Appellant then challenged his sentence.  State v. Padden, No. C7-00-727 (Minn. App. 19 December 2000), review denied (Minn. 13 March 2001), affirmed it, rejecting appellant’s arguments that he was entitled to a downward departure because (1) his victim was the aggressor; (2) he is of low mental capacity; (3) he was acting in self-defense; and (4) he was remorseful.  Using the same four arguments, appellant petitioned for postconviction relief.  He now challenges the denial of that petition.

 “The decisions of a postconviction court will not be disturbed unless the court abused its discretion.”  Dukes v. State, 621 N.W.2d 246, 251 (Minn. 2001) (citation omitted).

              Once a direct appeal has been taken, [appellate review of postconviction proceedings] will not consider matters that were raised on direct appeal or claims known at that time but not raised.


Sanders v. State, 628 N.W.2d 597, 600 (Minn. 2001) (citations omitted).       

During the hearing, the postconviction court asked appellant three times if he had any new information.  Appellant related some of the criminal activity of the victim, and the court asked what that had to do with appellant taking the victim’s life.  Appellant answered that it “will go to show * * * the violent tendency of [the victim].”  The court replied,

Which was argued and was argued not only in your sentencing but it was also argued on appeal, that issue, okay, and the Court has already—the upper court, the higher court has already ruled on that.
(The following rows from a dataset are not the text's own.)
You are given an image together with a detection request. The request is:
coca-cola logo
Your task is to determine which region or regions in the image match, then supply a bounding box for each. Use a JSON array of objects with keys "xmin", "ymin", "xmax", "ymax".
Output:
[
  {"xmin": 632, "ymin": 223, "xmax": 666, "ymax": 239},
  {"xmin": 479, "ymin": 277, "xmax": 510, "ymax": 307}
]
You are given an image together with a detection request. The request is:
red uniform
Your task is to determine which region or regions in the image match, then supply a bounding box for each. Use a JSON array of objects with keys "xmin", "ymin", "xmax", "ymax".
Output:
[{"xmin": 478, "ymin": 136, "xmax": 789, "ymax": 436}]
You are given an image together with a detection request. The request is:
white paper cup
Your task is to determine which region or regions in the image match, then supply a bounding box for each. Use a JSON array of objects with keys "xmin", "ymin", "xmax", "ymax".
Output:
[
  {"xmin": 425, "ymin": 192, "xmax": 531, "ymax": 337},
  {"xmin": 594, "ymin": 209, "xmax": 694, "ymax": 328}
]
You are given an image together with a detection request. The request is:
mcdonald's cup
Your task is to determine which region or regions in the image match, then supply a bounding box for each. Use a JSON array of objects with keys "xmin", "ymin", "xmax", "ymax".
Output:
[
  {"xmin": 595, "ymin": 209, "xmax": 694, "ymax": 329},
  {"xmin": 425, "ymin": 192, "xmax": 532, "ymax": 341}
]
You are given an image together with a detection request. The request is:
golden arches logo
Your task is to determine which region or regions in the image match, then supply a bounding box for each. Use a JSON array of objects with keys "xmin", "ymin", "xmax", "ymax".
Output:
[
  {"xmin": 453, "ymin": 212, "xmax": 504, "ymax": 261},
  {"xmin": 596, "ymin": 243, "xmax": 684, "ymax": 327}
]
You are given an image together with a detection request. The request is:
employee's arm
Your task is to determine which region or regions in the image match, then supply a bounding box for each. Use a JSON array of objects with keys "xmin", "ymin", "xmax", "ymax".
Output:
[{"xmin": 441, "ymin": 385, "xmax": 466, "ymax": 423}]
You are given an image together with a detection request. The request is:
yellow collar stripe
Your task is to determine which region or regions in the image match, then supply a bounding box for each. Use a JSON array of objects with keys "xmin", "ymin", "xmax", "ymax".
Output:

The postconviction court then asked appellant again for his new information and how it related to his case.  Appellant read a lengthy prepared statement that reiterated the alleged criminal activities of the victim and finished with an account of the incident during which appellant shot the victim.  When the postconviction court said that it had already heard that information, appellant repeated his arguments for a downward departure:

One, victim was the aggressor;

Two, the offender happened – the offense happened at my home;

Three, I was lacking a substantial capacity for judgment;

Four, self-defense.


When appellant had finished his presentation, the postconviction court said, 

I’ve heard what you’ve presented to me in writing.  I’ve heard your argument beyond that.  I’ve reviewed the files.  I’ve reviewed that which you had prepared for your motions.  * * *  I’ve heard you may have some nuances that were a little bit different from what I had heard in the original sentencing * * * but I don’t find any new information that wasn’t presented, either by yourself or your attorneys or your witnesses, that would grant you the relief you’re seeking so I have to deny that.


In his brief at 12, appellant asserts that the district court, this court, and the supreme court all failed to address the mitigating factors that warrant a downward departure.  But see State v. Padden, No. C7-00-727 (Minn. App. 19 December 2000), review denied (Minn. 13 March 2001) (rejecting appellant’s claims of mitigating factors).  The postconviction court did not abuse its discretion in denying appellant’s petition for postconviction relief.